Apparently, the cockatoo is infamous in the area for stealing snacks from tourists One Twitter user who recognized the feathered TK called it a "jerkbird" and "a liar and a thief."

I have several photos of that specific jerkbird. He is a liar and a thief. pic.twitter.com/epo20crrEE

— Stilgherrian (@stilgherrian) July 5, 2019

Sean Dooley, editor of Australian Birdlife, told The Guardian Cockatoos "seem to take great enjoyment" in destruction, "whether it is random vandalism or more strategic damage."

"It's pretty evident that cockatoos in particular are very intelligent birds and have, within their social structure, have to us what looks like playing."

Anti-nesting spikes are growing in popularity with shopping centers—if not cockatoos. Other anti-bird measures include placing decoy birds of prey outside to scare smaller birds away. That strategy, though, has proven less successful.

A wealthy neighborhood in Bristol, England, came under fire in 2017 for attaching spikes to tree branches to protect residents' expensive cars from bird poop.

The Katoomba troublemaker is not the only bird to take the matter into its own hands—or, rather, beak: In Geraldton, Western Australia, corellas, a subspecies of cockatoo, have been seen pulling guard spikes off the roof of the Saint Francis Xavier Cathedral.

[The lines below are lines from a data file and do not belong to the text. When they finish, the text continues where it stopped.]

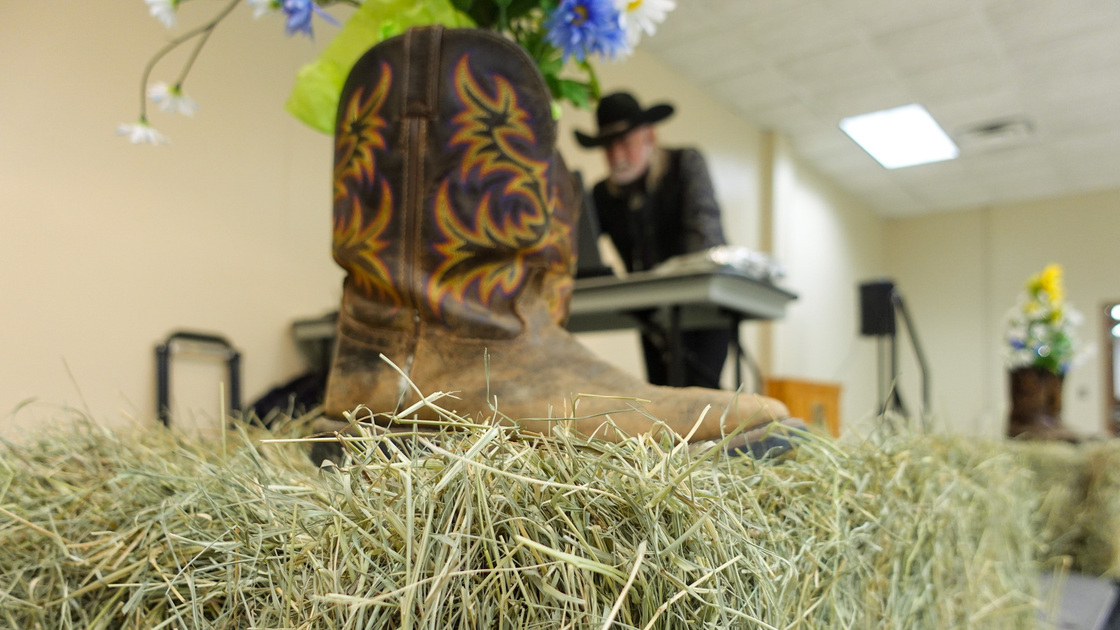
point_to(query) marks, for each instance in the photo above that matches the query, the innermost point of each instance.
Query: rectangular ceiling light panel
(905, 136)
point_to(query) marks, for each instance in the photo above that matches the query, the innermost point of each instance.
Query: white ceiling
(799, 66)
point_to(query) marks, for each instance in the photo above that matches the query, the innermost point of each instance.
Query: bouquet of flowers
(559, 35)
(1041, 329)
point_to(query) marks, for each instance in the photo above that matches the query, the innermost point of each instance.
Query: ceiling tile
(953, 40)
(706, 61)
(796, 66)
(1024, 25)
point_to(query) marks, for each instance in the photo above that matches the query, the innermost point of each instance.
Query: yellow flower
(1048, 280)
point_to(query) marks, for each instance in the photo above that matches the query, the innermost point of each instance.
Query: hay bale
(1058, 476)
(483, 527)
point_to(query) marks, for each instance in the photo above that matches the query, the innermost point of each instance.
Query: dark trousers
(705, 353)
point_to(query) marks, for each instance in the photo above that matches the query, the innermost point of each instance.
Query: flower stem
(203, 30)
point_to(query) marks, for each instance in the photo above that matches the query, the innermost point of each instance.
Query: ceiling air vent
(996, 135)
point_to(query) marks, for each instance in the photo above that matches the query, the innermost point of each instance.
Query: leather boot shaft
(1036, 405)
(448, 188)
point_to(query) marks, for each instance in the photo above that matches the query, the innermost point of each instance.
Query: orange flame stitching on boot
(360, 132)
(466, 243)
(357, 246)
(492, 253)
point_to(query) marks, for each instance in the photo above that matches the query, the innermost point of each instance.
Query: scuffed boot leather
(454, 220)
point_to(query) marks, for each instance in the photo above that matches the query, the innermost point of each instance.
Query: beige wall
(829, 243)
(962, 271)
(105, 248)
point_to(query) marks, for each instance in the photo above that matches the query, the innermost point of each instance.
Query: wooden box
(814, 401)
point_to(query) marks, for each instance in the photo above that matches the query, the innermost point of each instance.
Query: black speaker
(877, 308)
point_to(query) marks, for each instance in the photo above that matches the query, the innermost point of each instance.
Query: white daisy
(164, 10)
(641, 16)
(141, 133)
(263, 7)
(171, 99)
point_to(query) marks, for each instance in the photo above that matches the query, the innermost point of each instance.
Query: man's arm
(700, 213)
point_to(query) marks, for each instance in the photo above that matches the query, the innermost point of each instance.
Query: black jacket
(672, 210)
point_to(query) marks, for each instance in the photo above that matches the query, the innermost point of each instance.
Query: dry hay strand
(486, 527)
(1101, 513)
(1058, 478)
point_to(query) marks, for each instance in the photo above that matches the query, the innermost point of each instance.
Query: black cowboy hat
(617, 114)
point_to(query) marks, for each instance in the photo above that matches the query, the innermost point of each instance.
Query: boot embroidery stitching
(483, 251)
(360, 240)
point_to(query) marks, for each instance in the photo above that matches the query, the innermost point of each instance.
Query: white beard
(623, 174)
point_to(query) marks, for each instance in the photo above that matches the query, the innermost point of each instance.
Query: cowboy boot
(454, 220)
(1036, 406)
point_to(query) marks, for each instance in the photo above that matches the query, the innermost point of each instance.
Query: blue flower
(299, 16)
(579, 27)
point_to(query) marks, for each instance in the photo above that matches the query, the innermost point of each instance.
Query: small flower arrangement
(561, 36)
(1041, 329)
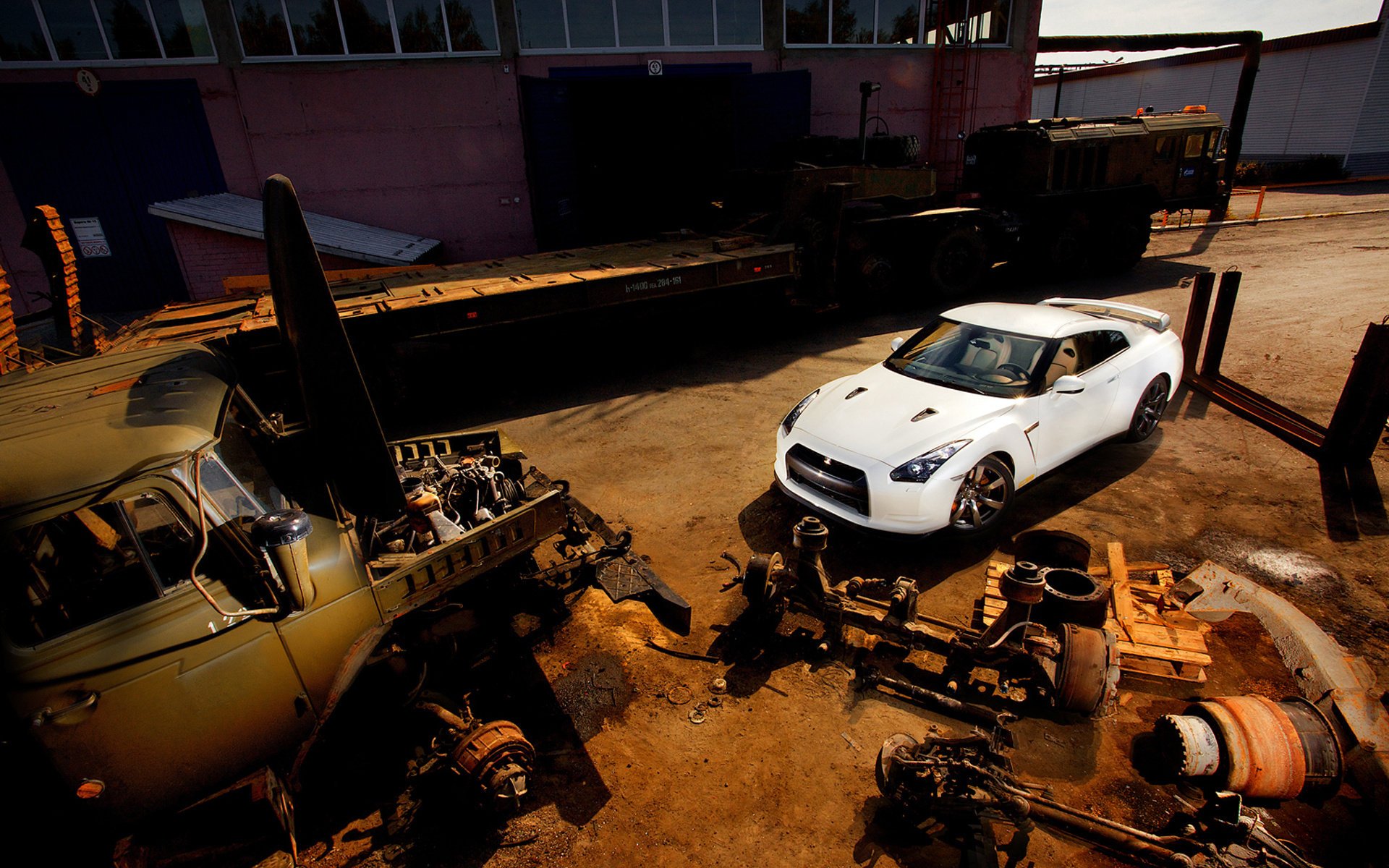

The birds have also chewed through wires at the church and tore asbestos-covered paint off the roof of a nearby hotel.

Cockatoos are a type of parrot, a breed of bird known especially for its intelligence. A 2013 study from the University of Vienna discovered cockatoos have the object-permanence skills of a four-year-old human.

Researchers also found that cockatoos will wait for a better reward rather than eating an offered treat—similar to the famous "marshmallow" experiment in which young children were offered the gooey treat, but told that if they waited 15 minutes, they could get two marshmallows.

Children who waited were shown to be better in school as they grew up.